Problem/Motivation
Follow-up to #2356991-12: PostgreSQL: Fix tests in search test group that shows that parts of the search query are run (notably: the count query is created) even when the search term has only 1 character. This sets up problems with query altering and unpredictable behaviour in tests, such as PostgreSQL problems.
Proposed resolution
Do not run search query when there are fewer then 3 characters in the search term [replace 3 with the actual setting value, of course!]. There may also be other conditions when the search query should not run; check for these as well.
The fix is to add a preExecute() method to the SearchQuery extender, which will abort queries if there is a problem. This is the standard way to abort query; SearchQuery was previously using a non-standard method that only aborted in execute() but allowed countQuery() to run.

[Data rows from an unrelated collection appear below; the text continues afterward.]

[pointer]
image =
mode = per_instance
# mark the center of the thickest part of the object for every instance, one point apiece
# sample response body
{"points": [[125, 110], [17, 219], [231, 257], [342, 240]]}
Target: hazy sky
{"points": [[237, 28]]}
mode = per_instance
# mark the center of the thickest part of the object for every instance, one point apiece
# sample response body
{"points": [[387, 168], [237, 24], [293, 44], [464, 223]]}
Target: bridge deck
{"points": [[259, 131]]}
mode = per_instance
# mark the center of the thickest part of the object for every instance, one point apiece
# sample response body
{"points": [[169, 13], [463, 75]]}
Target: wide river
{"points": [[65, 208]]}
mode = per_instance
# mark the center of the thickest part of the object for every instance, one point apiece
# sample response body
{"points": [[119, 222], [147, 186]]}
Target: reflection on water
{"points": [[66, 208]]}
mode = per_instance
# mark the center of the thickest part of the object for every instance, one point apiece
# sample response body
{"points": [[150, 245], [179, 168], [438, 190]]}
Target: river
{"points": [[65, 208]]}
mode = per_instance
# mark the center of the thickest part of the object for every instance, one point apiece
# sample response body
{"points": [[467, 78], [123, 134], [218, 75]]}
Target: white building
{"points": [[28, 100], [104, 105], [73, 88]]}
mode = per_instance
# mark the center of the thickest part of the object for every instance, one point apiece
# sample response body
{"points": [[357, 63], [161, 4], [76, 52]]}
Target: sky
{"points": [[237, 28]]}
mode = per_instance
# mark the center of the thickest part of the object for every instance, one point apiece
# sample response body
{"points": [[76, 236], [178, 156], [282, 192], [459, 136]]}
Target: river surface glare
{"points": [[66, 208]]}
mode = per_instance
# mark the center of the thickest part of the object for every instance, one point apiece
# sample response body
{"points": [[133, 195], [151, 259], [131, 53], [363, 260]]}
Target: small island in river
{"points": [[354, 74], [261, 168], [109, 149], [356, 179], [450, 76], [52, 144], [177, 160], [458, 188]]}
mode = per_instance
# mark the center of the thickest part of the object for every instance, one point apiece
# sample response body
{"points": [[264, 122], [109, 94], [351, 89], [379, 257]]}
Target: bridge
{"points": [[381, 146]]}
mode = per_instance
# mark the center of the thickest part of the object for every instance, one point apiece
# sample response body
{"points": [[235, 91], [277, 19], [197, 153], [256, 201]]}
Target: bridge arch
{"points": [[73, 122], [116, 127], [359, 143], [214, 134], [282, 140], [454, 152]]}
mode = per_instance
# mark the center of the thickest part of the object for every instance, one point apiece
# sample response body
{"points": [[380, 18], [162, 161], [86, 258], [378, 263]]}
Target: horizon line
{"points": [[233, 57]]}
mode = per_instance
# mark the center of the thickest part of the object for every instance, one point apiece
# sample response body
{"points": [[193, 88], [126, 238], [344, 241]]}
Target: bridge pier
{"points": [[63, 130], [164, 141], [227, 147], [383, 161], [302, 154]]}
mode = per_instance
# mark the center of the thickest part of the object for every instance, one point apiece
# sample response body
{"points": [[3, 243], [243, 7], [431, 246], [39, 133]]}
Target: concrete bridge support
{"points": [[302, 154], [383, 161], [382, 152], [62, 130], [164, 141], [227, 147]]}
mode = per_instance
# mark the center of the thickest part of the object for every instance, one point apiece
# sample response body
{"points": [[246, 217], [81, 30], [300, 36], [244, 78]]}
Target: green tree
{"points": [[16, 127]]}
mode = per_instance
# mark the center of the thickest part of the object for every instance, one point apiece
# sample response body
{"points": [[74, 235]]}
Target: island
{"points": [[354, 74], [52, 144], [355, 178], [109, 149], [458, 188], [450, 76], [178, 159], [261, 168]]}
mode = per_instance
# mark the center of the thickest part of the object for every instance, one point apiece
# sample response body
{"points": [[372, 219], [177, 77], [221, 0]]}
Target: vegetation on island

During the course of patching this, we also noticed that it's vitally important that the Pager extender be added to queries after SearchQuery. This is a fundamental quality of Pager extender -- it needs to be last so that its counts/pagination/limits are correct. So we added a couple of lines to the Pager extender class to document this. It's slightly maybe out of scope for this issue, but it's only a couple of lines of docs and it came up during patching (one of the attempted fixes was to change the order of extenders in NodeSearch, but this didn't work, see failed patch in comment #6, and explanation of why this doesn't work in comment #16).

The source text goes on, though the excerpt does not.